As burdened as I am over what is happening in our district, it is nothing compared to what teachers in the Cleveland City Schools are facing! Have you heard the horrific news; 835 employees to be laid off, 643 of these are teachers! Unreal!
The Cleveland Municipal School District, like so many other intercity districts in our nation, is facing a huge deficit. Theirs is a staggering $47.5 million debt which could climb to $400 million by the year 2015. As a result, Peter Raskind, the Interim CEO, along with the school board, was forced to make some very unpopular decisions.
Tuesday, March 22, a proposal was made which would cut $73 million over two years. This plan involves the laying off of 835 employees, and the closing of seven schools: Margaret Ireland, Giddings, Woodland Hills, Union, Emile B deSauze, Captain Arthur Roth, and Charles Orr Early Childcare, along with the historic administration building. Additional cuts would be made in busing and activities such as theater and science programs, in the purchasing of new textbooks, and in teachers’ salaries and benefits.
Parents in the audience showed understandable concern over these proposals. Some stated that the closing of the schools and the cutting of busing would force children to have to walk through dangerous neighborhoods. Another parent complained about not updating textbooks, claiming that her son is using a textbook that she used when she was in school in 1991.
Along with huge budget deficits, other problems stem from the fact that the schools are underperforming, have high absentee rates, low graduation rates, disciplinary troubles, and a host of other significant issues. Because of these problems, the Cleveland Metropolitan School District has lost 30,000 students in the past decade. Cleveland’s issues are so great, that in the February issue of Forbes magazine, it was named “The Most Miserable City in America!”
Zack Reed, a Cleveland City Councilman, was left wondering, after the meeting, how the proposed cuts would help the schools to improve. Class sizes will increase drastically, there will be more work to be done by less people, and morale will be low.
The first vice president of the Cleveland Teachers Union, Mary Ann Fredrick said of Raskind’s plan, “Education will be harmed.” She expressed concern over the increase in class size and her apprehensions that the plan would ultimately affect student achievement for the worse. Of the 650 teachers who would be laid off, Frederick said, “Shouldn’t anybody that directly touches a child and affects a child’s learning be the last place we look?”

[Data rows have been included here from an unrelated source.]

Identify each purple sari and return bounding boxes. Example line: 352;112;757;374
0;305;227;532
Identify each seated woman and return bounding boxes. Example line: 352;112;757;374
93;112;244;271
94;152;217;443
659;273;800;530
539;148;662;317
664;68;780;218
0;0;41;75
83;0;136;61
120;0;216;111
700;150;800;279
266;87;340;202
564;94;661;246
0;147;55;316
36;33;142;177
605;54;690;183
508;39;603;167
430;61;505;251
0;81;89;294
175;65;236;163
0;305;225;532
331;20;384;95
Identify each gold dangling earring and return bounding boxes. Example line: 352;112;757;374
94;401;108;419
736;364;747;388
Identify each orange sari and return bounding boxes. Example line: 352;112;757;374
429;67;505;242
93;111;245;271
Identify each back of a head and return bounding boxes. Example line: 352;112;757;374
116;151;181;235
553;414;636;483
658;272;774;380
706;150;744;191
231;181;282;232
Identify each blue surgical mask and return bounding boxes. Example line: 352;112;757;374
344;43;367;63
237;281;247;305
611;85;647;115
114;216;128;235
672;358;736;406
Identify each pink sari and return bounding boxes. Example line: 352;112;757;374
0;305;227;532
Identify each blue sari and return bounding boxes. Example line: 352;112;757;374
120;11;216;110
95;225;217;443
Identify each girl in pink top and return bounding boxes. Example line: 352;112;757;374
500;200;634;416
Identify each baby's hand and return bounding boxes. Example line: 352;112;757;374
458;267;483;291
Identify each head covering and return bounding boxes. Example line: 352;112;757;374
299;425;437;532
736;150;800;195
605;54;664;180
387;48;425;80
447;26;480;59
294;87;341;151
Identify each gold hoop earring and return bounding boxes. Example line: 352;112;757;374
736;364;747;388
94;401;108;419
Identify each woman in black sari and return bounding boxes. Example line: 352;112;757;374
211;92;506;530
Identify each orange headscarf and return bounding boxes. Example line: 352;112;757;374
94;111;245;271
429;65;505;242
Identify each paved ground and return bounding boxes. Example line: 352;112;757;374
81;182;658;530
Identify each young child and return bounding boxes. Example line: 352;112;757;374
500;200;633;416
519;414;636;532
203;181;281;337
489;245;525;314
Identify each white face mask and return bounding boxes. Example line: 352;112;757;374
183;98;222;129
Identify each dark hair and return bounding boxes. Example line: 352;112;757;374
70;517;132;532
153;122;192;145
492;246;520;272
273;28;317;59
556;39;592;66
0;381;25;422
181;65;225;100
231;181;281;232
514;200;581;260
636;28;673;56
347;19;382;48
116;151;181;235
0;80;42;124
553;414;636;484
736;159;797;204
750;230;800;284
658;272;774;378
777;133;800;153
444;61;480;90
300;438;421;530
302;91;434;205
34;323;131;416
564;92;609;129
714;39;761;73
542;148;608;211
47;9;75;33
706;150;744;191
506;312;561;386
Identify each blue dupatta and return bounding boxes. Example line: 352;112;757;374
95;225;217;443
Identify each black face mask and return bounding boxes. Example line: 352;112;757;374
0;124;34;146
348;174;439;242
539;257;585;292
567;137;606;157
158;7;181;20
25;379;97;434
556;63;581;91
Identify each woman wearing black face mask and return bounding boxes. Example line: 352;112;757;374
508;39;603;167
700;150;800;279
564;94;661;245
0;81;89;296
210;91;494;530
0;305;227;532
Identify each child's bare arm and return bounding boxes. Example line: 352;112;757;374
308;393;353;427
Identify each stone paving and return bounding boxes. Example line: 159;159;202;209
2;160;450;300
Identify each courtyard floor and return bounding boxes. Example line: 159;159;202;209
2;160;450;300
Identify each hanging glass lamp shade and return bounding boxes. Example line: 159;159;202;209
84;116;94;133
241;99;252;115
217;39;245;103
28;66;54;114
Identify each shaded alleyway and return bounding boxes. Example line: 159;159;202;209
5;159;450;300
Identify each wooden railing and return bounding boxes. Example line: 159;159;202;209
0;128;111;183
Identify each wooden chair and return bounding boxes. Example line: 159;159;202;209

And some residents shared their worries over the cuts to extracurricular activities, saying that sports were often one of the few things that kept children busy in a positive way and off the streets. They expressed fear that it would lead to an increase in the number of children who might get into trouble with the law.
“There are no easy answers to the district’s budget woes,” said Raskind. “We have only to look at the deficit conditions in Ohio, in states throughout the nation, and at the federal government to know we must make tough choices at the local level.”
Community meetings have been held to discuss the financial problems the district faces with its residents and how to respond to Raskind’s proposal. And on Tuesday, April 5, the decision was announced by the school board: 643 teachers will be cut! The cuts will be made according to seniority and certification and are equal to about 10% of the current operating budget.
This is such a horrific nightmare for everyone involved! No one walks away unscathed in this situation; no one wins. Certainly not the teachers and other staff members who stand to lose their means of income and the jobs I am sure the majority of them hold very dear. Not the children whose education will obviously be impacted by bigger class sizes, outdated textbooks, less extracurricular activities, and, for some, the loss of personal safety as they go to and from their schools. Not the parents who care about their children’s education, and will have to make agonizing choices about how to provide the best educational opportunities for them and how to keep them safe in the process. And not the city in general, which already has such a negative image that this will make it virtually impossible to attract the kind of population which could turn this city around.
Can anyone else hear the sound of our public education systems beginning to crumble? Does anyone care?